Mais ici, s’il est possible d’invoquer Homère, c’est qu’il nous a fait (et nous fait encore) rêver, d’Ithaque ou d’Attique selon nos humeurs, tout comme, au seuil de l’œuvre d’Eleni Karaïndrou, on se sent en partance pour des ailleurs, ces endroits insus où racines et voyages se mêlent dans ce qui en devient des destins.
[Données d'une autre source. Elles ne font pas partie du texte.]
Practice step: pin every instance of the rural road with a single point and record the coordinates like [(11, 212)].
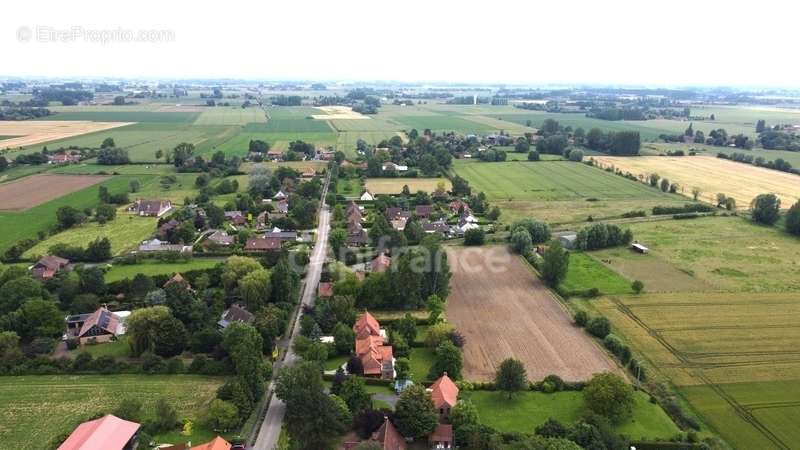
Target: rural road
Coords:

Il y a quelque chose d’infiniment fragile et en même temps d’affirmé, d’évident, dans la musique dont Eleni Karaïndrou accompagne les lieux, les êtres, les passions, les tragédies, les questions aussi. D’une corde effleurée par un archet, d’un bec survolé par un souffle, la compositrice affirme avec une douceur quasi anachronique l’ardente intensité d’une scène ou la violence mystérieuse d’un paysage. Cette musique est en soi un voyage, on y descend en soi, on suit un personnage, il en naît l’envie de s’affranchir d’une condition que l’on pourrait croire éloignée de l’essentiel.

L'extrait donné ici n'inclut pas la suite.